If the damage is caused by the consignor's packaging, inspection of the cabinet is not careful or other special circumstances before embarkation, etc., there is a certain degree of responsibility for the damage to the goods, need to negotiate and deal with, bear the corresponding compensation. If it can be proved that it is not their own party's responsibility, you can take out the packing photos, packing list or other supporting information, so that the consignee to the ship to make a claim.


(5) Loss of goods released without document FOB terms, compared with the designated shipping company, the consignor is more often designated freight forwarder. However, because the designated freight forwarder usually maintains a close business relationship with the consignee, so the designated freight forwarder is very likely to not recover the original bill of lading will be released directly to the consignee, that is, without the release of goods, resulting in the consignor holds a bill of lading, but in fact, has been empty of goods, and ultimately cause significant losses.


(6) letter of credit "soft pit" letter of credit soft terms are set in the letter of credit applicant terms, such terms will lead to the beneficiary of the safe collection of foreign exchange is threatened, and the applicant to bring the initiative of the transaction or fraudulent acquisition of goods and prepayment of the interests of the interests of the covert nature.

If the consignor does not pay attention to the documents submitted with the letter of credit is inconsistent, it will be refused to pay, and the consignor after the delivery of the consignor will be in a passive position, dilemma, and damage to the payment of goods.




3、Summary

Therefore, we must have risk control awareness of shipping.

(1) Try not to use FOB trade terms if we can fight for CIF or CFR.

(2) Strive to use the bill of lading of the shipping company instead of the bill of lading of the freight forwarder.

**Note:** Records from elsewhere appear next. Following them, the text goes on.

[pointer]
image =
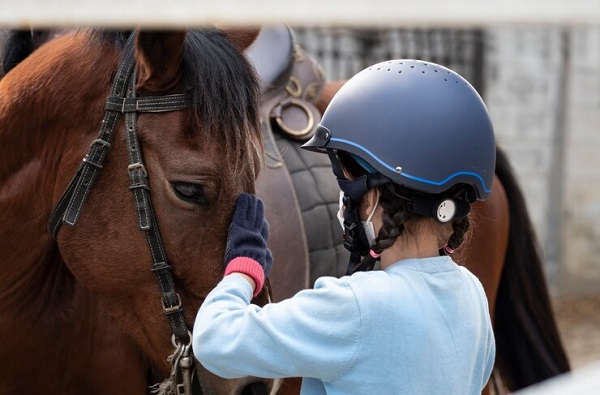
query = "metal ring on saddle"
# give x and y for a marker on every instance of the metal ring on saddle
(309, 118)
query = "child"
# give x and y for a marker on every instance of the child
(411, 145)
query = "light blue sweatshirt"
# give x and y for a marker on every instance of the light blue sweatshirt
(421, 326)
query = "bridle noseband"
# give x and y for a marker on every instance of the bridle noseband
(122, 99)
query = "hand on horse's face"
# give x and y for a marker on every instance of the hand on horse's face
(247, 240)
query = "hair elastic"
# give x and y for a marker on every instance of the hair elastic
(448, 250)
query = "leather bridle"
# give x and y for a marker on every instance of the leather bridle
(122, 100)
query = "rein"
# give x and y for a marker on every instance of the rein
(122, 100)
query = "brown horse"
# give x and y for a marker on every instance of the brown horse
(84, 313)
(503, 253)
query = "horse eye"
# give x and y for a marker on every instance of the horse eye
(193, 193)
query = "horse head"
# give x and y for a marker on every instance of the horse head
(183, 136)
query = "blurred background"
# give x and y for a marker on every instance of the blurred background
(535, 63)
(542, 87)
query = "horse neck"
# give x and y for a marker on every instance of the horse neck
(38, 142)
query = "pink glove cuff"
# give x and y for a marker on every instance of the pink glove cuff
(249, 267)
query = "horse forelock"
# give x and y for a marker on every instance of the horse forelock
(225, 94)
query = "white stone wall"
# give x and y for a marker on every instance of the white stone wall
(580, 263)
(542, 88)
(525, 70)
(543, 91)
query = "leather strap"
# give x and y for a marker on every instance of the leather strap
(70, 205)
(171, 301)
(122, 99)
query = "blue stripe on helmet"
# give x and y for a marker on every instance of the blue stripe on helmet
(404, 174)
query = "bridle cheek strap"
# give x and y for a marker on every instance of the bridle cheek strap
(122, 99)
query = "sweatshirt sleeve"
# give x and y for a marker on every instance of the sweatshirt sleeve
(316, 333)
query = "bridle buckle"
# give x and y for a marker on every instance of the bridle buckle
(171, 309)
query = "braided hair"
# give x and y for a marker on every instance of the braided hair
(397, 219)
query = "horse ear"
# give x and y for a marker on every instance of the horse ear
(241, 37)
(158, 55)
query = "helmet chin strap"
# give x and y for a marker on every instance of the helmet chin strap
(355, 239)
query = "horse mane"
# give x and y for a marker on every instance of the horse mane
(217, 76)
(221, 82)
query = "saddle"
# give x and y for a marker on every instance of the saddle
(291, 82)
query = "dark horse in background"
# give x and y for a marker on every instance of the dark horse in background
(301, 199)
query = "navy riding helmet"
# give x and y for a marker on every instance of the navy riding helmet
(419, 124)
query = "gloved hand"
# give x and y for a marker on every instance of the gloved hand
(246, 250)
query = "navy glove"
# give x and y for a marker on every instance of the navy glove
(246, 251)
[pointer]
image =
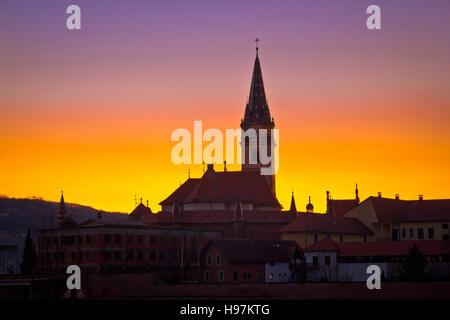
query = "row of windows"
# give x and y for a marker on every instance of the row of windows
(420, 233)
(341, 237)
(117, 239)
(218, 259)
(139, 255)
(221, 275)
(316, 260)
(139, 239)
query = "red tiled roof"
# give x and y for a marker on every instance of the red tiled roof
(140, 212)
(223, 187)
(381, 248)
(225, 216)
(325, 223)
(340, 207)
(247, 250)
(392, 210)
(326, 244)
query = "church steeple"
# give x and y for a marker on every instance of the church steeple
(293, 209)
(62, 211)
(257, 117)
(257, 110)
(238, 215)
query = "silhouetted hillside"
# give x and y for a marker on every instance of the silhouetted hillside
(16, 215)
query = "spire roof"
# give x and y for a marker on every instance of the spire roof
(238, 215)
(257, 110)
(293, 208)
(62, 211)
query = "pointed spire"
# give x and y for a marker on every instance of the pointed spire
(293, 208)
(238, 215)
(176, 212)
(309, 206)
(62, 211)
(257, 110)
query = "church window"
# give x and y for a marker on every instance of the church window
(315, 260)
(218, 260)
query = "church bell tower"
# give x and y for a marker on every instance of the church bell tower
(257, 116)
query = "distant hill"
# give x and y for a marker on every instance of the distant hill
(16, 215)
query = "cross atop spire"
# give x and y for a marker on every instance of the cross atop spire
(62, 211)
(257, 110)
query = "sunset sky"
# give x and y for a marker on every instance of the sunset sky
(91, 111)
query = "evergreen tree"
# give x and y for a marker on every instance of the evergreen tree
(28, 265)
(413, 268)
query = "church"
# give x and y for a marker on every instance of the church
(238, 204)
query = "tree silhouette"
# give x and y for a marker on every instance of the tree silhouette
(28, 265)
(413, 268)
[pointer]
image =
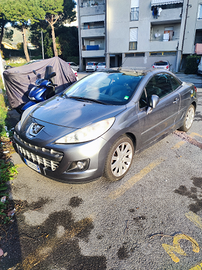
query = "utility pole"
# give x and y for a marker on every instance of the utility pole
(42, 48)
(79, 36)
(182, 35)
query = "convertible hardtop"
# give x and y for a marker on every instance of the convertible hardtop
(19, 80)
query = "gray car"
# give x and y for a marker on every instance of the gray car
(96, 125)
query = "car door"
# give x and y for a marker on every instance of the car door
(161, 120)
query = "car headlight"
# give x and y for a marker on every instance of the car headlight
(88, 133)
(25, 114)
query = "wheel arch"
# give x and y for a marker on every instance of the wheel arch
(133, 138)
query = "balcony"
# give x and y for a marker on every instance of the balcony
(163, 45)
(93, 32)
(166, 16)
(92, 53)
(92, 10)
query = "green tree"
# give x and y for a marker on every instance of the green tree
(57, 12)
(21, 13)
(3, 19)
(36, 38)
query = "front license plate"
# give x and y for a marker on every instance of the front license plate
(32, 165)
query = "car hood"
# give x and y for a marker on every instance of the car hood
(72, 113)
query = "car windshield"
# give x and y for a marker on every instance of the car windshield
(108, 88)
(161, 63)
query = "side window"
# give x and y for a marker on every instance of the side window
(159, 85)
(175, 83)
(143, 100)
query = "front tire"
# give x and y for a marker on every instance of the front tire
(188, 119)
(119, 159)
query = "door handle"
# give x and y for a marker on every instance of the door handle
(176, 100)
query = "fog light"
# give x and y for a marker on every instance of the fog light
(80, 165)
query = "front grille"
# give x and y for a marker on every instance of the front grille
(38, 155)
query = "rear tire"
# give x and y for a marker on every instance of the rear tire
(188, 119)
(119, 159)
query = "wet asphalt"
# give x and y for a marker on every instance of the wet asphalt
(151, 219)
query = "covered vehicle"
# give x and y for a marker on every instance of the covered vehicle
(20, 80)
(163, 64)
(74, 66)
(96, 125)
(101, 66)
(91, 66)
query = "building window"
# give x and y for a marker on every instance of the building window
(156, 53)
(133, 38)
(134, 54)
(200, 12)
(134, 12)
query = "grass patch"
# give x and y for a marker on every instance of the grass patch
(7, 168)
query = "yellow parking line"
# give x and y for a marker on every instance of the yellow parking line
(178, 145)
(123, 188)
(46, 249)
(195, 219)
(193, 134)
(21, 165)
(197, 267)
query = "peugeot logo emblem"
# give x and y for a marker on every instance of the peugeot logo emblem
(34, 129)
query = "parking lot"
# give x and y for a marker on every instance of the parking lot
(151, 219)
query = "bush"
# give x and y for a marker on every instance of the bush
(191, 64)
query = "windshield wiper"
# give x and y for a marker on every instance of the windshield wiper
(87, 99)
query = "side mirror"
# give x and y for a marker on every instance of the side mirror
(53, 74)
(153, 103)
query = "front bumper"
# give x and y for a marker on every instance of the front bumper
(54, 160)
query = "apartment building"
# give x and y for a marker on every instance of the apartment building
(136, 33)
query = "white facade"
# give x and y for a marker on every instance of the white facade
(136, 33)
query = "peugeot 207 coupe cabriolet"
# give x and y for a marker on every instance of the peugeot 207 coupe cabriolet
(96, 125)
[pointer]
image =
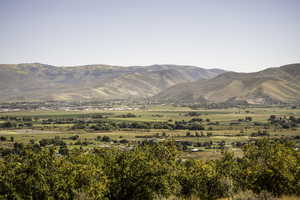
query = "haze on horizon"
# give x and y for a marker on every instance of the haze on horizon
(237, 35)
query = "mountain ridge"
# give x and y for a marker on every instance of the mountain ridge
(37, 81)
(272, 85)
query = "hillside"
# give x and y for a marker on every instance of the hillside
(35, 81)
(273, 85)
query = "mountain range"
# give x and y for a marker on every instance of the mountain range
(40, 82)
(163, 83)
(270, 86)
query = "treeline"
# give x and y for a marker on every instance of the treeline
(147, 172)
(113, 125)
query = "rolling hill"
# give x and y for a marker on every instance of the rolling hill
(273, 85)
(40, 82)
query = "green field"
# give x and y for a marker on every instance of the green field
(220, 126)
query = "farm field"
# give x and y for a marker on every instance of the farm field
(202, 134)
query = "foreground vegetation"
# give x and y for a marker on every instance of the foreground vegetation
(148, 172)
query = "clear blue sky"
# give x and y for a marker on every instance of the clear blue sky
(239, 35)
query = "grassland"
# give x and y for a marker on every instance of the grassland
(221, 126)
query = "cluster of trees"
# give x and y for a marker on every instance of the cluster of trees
(147, 172)
(193, 124)
(284, 122)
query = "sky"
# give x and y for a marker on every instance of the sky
(236, 35)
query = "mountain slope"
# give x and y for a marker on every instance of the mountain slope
(272, 85)
(35, 81)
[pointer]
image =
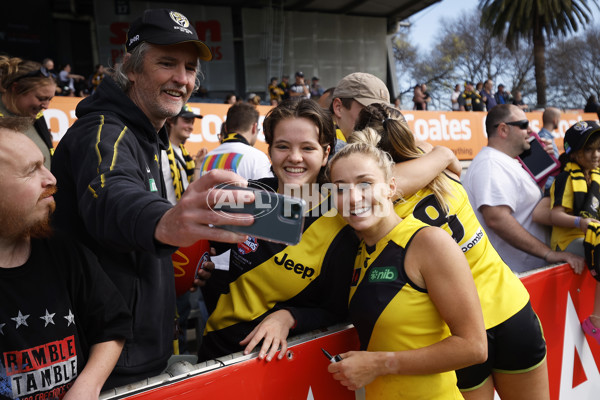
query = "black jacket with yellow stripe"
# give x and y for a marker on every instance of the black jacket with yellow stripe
(110, 196)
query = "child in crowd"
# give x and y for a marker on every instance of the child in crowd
(575, 195)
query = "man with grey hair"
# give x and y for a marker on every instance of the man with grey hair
(112, 194)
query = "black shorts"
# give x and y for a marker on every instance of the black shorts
(515, 346)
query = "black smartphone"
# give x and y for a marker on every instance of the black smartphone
(536, 161)
(277, 217)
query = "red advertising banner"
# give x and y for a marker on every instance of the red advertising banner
(463, 132)
(561, 299)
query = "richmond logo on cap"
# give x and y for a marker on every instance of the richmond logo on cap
(179, 18)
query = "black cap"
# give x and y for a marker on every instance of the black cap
(163, 26)
(186, 112)
(577, 135)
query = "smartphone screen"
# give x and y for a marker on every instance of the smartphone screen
(537, 161)
(277, 218)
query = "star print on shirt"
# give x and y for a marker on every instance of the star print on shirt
(70, 318)
(48, 318)
(20, 319)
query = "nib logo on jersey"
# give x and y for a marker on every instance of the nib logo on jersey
(383, 274)
(47, 370)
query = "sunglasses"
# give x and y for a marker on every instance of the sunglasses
(522, 124)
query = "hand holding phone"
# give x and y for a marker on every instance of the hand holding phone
(536, 161)
(277, 218)
(331, 358)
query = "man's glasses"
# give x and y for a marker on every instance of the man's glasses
(522, 124)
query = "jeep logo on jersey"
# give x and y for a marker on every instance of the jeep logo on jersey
(179, 19)
(291, 265)
(383, 274)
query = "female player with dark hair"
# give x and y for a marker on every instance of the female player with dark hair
(516, 367)
(27, 89)
(412, 301)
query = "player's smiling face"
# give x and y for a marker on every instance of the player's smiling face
(364, 194)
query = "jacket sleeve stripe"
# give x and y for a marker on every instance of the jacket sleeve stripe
(116, 148)
(98, 141)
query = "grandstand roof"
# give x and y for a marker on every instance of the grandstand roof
(393, 10)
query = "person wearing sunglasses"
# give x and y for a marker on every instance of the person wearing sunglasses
(26, 92)
(503, 195)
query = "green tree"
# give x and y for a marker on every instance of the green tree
(538, 21)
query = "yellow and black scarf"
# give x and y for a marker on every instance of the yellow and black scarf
(586, 200)
(591, 247)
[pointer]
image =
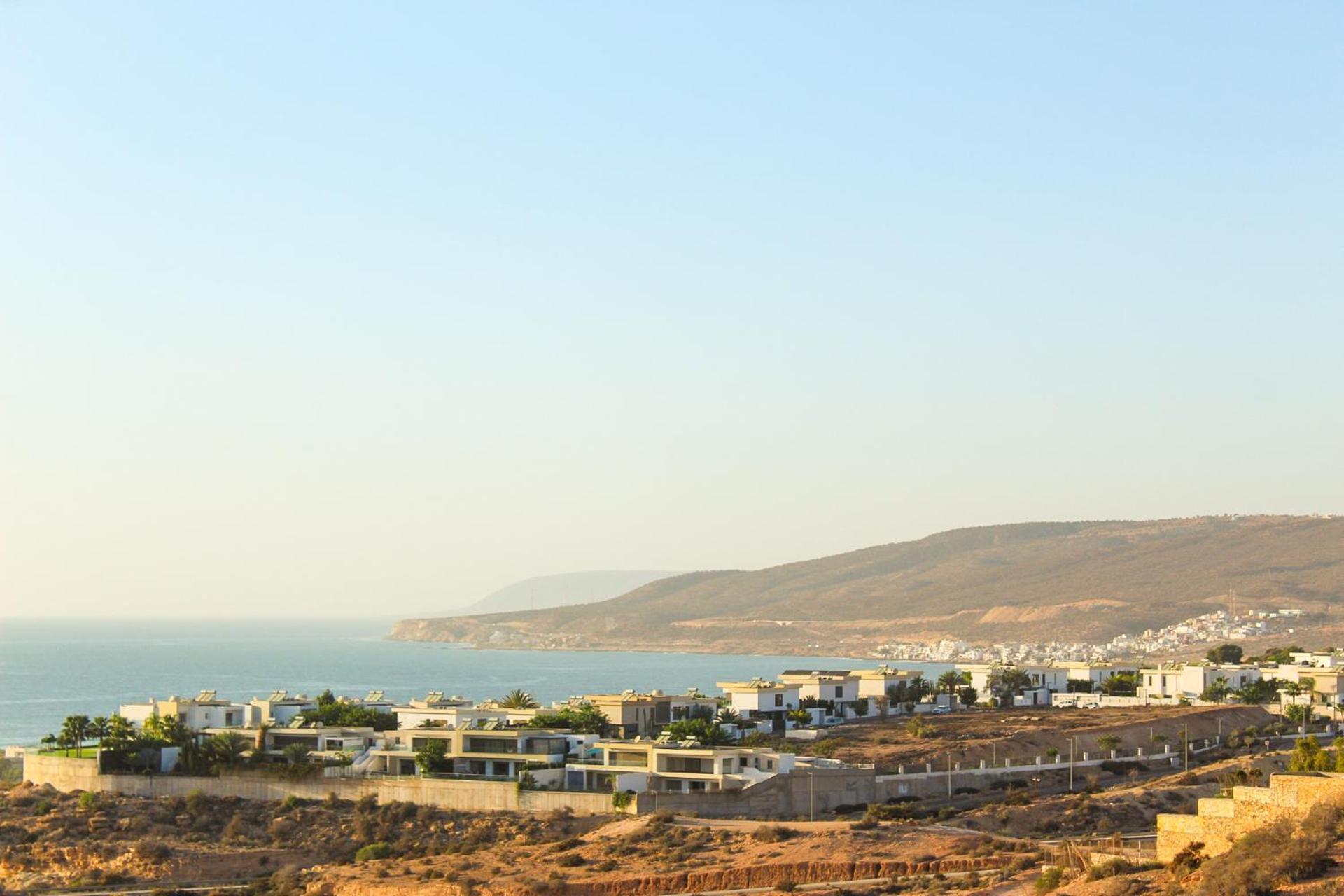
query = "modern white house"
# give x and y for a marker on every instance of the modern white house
(279, 708)
(1174, 681)
(491, 751)
(198, 713)
(672, 767)
(761, 700)
(830, 687)
(875, 682)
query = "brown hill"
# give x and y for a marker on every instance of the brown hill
(1031, 580)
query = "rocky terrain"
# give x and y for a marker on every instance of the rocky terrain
(1026, 582)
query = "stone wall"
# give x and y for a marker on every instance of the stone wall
(1221, 821)
(476, 796)
(793, 796)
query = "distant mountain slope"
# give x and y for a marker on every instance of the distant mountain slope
(562, 590)
(1031, 580)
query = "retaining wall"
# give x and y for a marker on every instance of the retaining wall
(1219, 821)
(476, 796)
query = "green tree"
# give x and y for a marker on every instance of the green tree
(1123, 684)
(951, 680)
(226, 750)
(519, 699)
(433, 757)
(74, 731)
(167, 731)
(1257, 692)
(702, 729)
(584, 719)
(1004, 684)
(1225, 653)
(1215, 692)
(296, 754)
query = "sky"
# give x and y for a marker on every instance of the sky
(347, 309)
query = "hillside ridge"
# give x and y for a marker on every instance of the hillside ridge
(1028, 582)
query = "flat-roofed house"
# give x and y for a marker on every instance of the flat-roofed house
(762, 700)
(827, 687)
(280, 708)
(197, 713)
(875, 682)
(676, 767)
(631, 713)
(489, 751)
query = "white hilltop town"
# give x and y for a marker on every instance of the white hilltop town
(1211, 628)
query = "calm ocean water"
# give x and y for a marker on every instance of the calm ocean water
(52, 669)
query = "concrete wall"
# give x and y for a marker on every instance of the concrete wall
(781, 797)
(477, 796)
(1221, 821)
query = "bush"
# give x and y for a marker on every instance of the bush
(1187, 860)
(1050, 879)
(371, 852)
(1276, 855)
(772, 833)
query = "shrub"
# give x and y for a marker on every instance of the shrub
(1276, 855)
(1050, 879)
(370, 852)
(1187, 860)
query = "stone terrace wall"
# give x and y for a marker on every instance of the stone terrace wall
(1221, 821)
(475, 796)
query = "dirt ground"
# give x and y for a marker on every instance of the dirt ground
(1023, 734)
(656, 855)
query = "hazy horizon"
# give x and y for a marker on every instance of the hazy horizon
(339, 308)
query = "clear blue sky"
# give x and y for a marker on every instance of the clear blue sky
(351, 309)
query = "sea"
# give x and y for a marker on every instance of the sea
(50, 669)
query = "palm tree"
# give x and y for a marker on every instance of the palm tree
(226, 750)
(74, 731)
(296, 754)
(730, 718)
(951, 680)
(519, 699)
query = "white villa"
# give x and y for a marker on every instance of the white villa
(679, 767)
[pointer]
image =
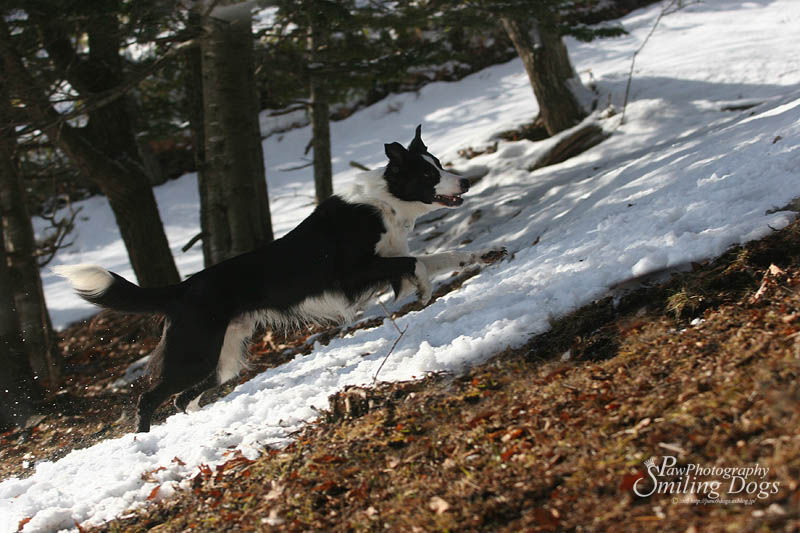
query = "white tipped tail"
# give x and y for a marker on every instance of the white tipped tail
(88, 280)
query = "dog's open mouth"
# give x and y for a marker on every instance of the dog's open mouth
(449, 201)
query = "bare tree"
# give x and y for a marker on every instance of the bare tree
(235, 214)
(555, 84)
(104, 150)
(320, 112)
(23, 281)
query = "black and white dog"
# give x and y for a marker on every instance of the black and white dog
(324, 270)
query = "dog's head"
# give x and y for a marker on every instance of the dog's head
(415, 175)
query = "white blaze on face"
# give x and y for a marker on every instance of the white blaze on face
(449, 184)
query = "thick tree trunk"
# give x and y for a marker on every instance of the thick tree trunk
(320, 121)
(20, 247)
(110, 163)
(555, 83)
(233, 191)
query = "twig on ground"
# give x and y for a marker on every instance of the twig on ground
(666, 10)
(400, 336)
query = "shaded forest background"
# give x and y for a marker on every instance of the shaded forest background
(117, 96)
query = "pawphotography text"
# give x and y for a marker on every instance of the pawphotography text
(698, 484)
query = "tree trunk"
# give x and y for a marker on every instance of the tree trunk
(193, 62)
(233, 193)
(18, 390)
(320, 120)
(20, 246)
(110, 163)
(555, 83)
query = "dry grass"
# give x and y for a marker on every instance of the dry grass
(552, 436)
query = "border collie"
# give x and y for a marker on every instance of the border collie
(324, 270)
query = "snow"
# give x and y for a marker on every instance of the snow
(680, 181)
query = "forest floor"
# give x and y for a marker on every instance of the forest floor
(701, 369)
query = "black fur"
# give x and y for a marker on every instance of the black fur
(333, 251)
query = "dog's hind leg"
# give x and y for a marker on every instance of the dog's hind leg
(194, 392)
(186, 360)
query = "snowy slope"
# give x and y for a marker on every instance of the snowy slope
(682, 180)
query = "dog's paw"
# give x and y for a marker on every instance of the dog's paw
(422, 282)
(494, 255)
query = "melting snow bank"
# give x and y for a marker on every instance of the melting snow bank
(678, 183)
(683, 202)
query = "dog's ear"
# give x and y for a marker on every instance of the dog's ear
(396, 154)
(417, 146)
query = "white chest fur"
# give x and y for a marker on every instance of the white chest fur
(393, 243)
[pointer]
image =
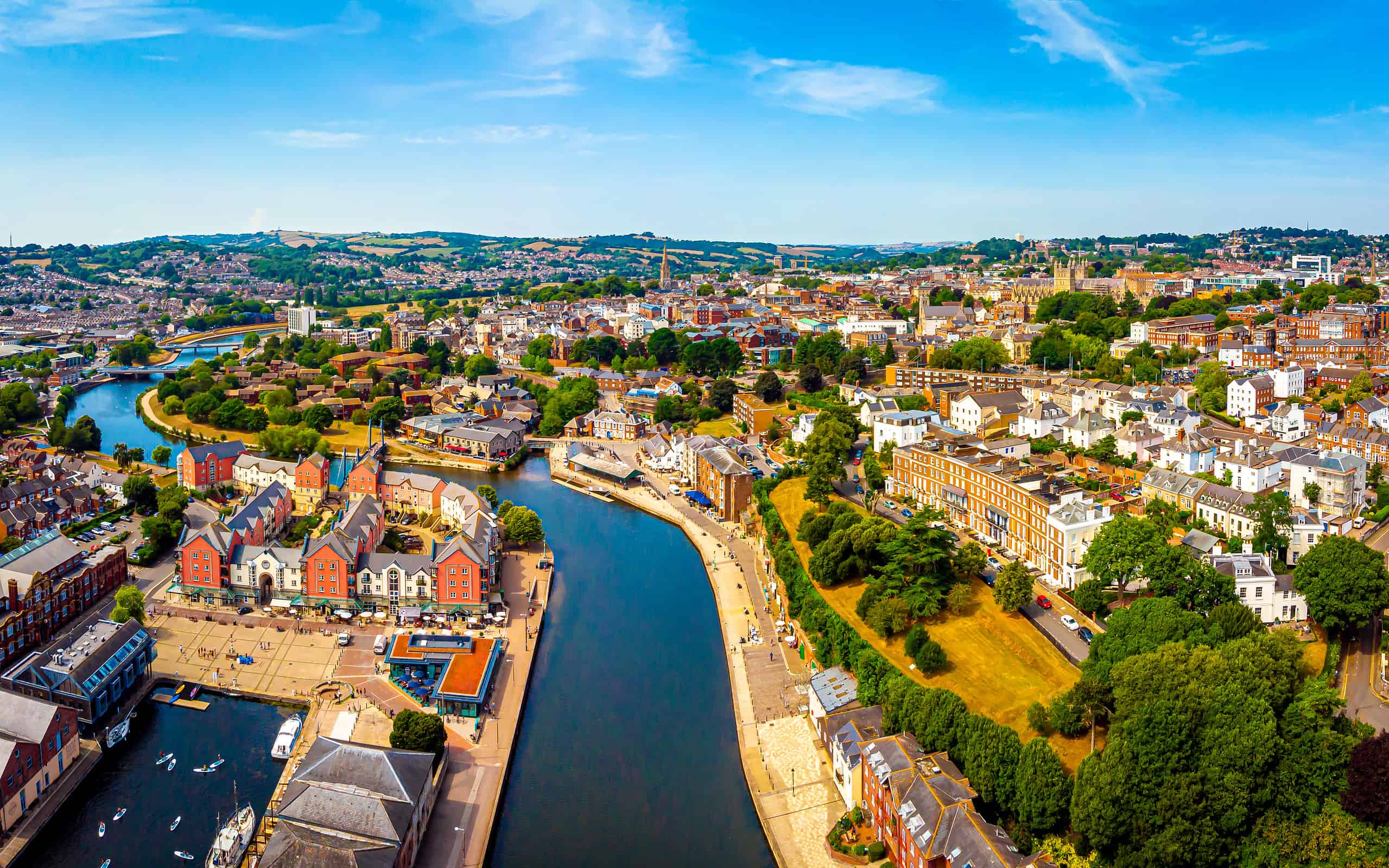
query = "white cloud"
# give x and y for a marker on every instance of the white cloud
(506, 134)
(1069, 28)
(532, 87)
(93, 21)
(1356, 114)
(1219, 45)
(314, 138)
(649, 39)
(842, 90)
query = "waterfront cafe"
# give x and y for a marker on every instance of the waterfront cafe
(451, 673)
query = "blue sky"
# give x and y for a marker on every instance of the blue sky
(778, 122)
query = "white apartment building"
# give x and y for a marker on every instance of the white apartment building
(1048, 522)
(902, 428)
(1290, 381)
(1270, 596)
(302, 320)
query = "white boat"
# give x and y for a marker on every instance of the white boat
(287, 738)
(232, 839)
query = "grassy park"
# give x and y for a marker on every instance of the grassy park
(998, 663)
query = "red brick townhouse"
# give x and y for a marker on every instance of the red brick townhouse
(205, 467)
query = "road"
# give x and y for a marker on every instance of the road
(1046, 620)
(1363, 680)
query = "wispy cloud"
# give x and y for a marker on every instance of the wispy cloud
(314, 138)
(648, 39)
(63, 23)
(1069, 28)
(1217, 45)
(508, 134)
(842, 90)
(532, 87)
(1356, 114)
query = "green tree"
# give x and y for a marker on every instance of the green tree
(1120, 549)
(130, 603)
(968, 561)
(416, 731)
(388, 412)
(890, 616)
(721, 395)
(1089, 596)
(319, 417)
(139, 492)
(478, 366)
(1345, 582)
(1042, 789)
(523, 525)
(769, 388)
(1013, 586)
(1313, 494)
(488, 494)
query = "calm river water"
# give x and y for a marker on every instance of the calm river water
(628, 752)
(238, 730)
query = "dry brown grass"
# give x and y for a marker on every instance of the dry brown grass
(998, 663)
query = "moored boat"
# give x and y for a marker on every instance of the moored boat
(232, 839)
(285, 739)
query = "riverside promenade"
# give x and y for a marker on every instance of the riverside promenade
(788, 774)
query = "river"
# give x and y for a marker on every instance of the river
(238, 730)
(628, 752)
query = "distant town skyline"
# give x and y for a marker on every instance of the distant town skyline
(777, 122)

(3) When accepting the appointed forwarder, the qualification of the forwarder must be carefully examined.

(4) Care must be taken to control the ownership of the goods.

(5) Bills of lading should be issued with great care. Can not accept the other party as the shipper of the bill of lading, and at the same time try not to accept the bill of lading in the name of the bill of lading, and do not make the bill of lading on the instructions of the consignee), but should make the bill of lading on the instructions of the consignor.

(6) Take out overland insurance to eliminate the insurance blind spot between the consignor's warehouse and the port of shipment.

(7) Contracts and letters of credit must be carefully scrutinised to avoid soft clauses and to comply strictly with the requirements of the contract and the letter of credit when issuing documents.

(8) Take out relevant export credit insurance to avoid and transform risks."